The 2024-25 season saw some significant changes in both the
amount of owner funding Wrexham received and its source. Wrexham Scope is owned
by the billionaire Allyn
Family, who took a minority stake in the club in October 2024. In the same
month, £11.3million in equity was raised by the club, and while the exact
make-up of the source of those funds is unclear, later events are instructive.
Across the current League One season, a total of £28.7m in
equity has been raised, with £15.0m of that going towards paying off loans due
to R.R McReynolds. The remaining £13.7m has been used to fund operations,
including an increased wage bill and heightened transfer fees, as well as to
assist in the cost of building a new Kop Stand alongside other infrastructure
improvements (£1m will be spent on a new pitch this summer). There’s likely now
more cash to help this summer’s squad rebuild, too.

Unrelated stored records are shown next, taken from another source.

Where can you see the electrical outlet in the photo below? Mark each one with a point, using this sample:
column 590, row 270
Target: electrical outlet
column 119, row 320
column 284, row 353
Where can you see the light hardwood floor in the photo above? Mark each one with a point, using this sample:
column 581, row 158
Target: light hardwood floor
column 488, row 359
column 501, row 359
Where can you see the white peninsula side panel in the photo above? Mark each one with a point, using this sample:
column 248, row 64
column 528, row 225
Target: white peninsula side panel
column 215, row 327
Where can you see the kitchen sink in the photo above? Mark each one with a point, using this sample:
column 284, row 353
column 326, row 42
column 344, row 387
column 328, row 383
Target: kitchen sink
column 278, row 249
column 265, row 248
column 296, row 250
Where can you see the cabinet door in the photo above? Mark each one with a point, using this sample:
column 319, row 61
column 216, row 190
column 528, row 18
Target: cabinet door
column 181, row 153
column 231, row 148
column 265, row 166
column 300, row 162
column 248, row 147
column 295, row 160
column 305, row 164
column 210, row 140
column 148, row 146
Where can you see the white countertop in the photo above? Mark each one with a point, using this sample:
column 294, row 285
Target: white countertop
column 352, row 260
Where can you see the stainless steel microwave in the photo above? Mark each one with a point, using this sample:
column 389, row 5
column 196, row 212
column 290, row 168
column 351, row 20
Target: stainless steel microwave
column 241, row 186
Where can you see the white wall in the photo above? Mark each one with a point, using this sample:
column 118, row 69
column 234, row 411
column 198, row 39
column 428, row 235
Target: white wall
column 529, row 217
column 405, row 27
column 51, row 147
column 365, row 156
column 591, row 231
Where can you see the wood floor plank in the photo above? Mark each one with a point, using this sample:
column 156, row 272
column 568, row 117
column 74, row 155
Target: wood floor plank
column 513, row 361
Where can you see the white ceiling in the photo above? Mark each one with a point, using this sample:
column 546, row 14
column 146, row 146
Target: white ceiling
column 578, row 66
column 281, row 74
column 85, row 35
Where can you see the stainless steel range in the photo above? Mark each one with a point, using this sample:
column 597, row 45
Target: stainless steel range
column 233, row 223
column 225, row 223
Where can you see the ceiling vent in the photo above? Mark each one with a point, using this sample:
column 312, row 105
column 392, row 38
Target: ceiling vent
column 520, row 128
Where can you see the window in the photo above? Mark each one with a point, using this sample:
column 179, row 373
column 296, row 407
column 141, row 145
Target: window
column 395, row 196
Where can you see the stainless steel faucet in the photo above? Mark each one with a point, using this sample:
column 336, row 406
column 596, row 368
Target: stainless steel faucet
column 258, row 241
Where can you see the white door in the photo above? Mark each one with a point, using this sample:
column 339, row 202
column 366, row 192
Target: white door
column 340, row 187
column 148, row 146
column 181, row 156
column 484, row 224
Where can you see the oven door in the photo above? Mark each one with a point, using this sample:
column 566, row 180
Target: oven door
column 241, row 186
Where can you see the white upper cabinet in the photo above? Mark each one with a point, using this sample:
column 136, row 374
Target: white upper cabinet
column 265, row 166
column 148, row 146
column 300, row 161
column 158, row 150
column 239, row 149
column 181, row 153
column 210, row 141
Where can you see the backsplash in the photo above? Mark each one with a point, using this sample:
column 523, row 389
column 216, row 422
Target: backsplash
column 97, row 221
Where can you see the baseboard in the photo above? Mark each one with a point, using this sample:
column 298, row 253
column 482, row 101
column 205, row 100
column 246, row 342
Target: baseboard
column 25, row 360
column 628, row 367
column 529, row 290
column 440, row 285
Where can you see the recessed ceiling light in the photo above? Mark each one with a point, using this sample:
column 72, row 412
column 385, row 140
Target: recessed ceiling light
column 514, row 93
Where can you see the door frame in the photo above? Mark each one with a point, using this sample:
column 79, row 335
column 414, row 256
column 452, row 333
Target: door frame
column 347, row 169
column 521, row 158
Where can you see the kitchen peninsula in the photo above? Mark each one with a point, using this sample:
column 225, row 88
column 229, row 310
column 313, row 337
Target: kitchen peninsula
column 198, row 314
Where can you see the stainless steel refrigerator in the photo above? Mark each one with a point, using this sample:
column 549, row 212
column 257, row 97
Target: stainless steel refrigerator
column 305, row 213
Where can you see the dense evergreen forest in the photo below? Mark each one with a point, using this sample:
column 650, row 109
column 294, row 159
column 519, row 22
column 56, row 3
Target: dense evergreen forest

Wrexham are now free of shareholder debt, so their
strengthened balance sheet can more favourably raise financing for any future
projects. From Reynolds’ and McElhenney’s perspective, they have made back most
if not all of the funding they’ve provided to date and are sitting on an asset
worth several multiples its value of just four years ago (though that valuation
currently still rests on the pair’s continued involvement). Future minority
stake sales look likely. Per Wrexham’s Strategic Report: “Further partners
would be considered, if they can add value and assist in the delivery of our
objectives.”
Last season’s £26.7m turnover wasn’t just a League Two
record and wouldn’t just have been the second highest ever income for a
non-parachute League One club, it was actually more than 11 clubs in the
Championship, two divisions higher. Boosting
commercial income has been a stated aim of football clubs for a little while
now and Wrexham’s proportion of commercial revenue to total revenue was by far
the highest in the country last season at 74 per cent.
Wrexham’s commercial revenues in 2023-24 were £19.7m, a
frankly enormous figure for a fourth-tier club. So enormous, in fact, that it
outstripped five Premier League clubs, never mind those in the
Championship and League One. Wrexham’s commercial income was the 19th highest
in England last season, a statistic that underlines how impressively the club
has been marketed and how successful the Welcome to Wrexham documentary has
been.
Wrexham will now enter their fourth consecutive season of
having different profit and sustainability rules (PSR) to abide by. In the
National League, there were no rules; in League Two, they were required to keep
salary costs to 50 per cent of turnover; in League One, that jumped to 60 per
cent; and in the Championship, soft salary caps are done away with and clubs
are instead limited in the amount of money they can lose, after deductions for
allowable expenditure.
Some fans say that Wrexham have ‘bought’ promotion. Money does, of course, talk in modern
football, but this is more a case of smart management seeing opportunities, in particular
using the documentary to attract commercial income. Wrexham has its economic and social
challenges and the club has given it a great morale and attention boost.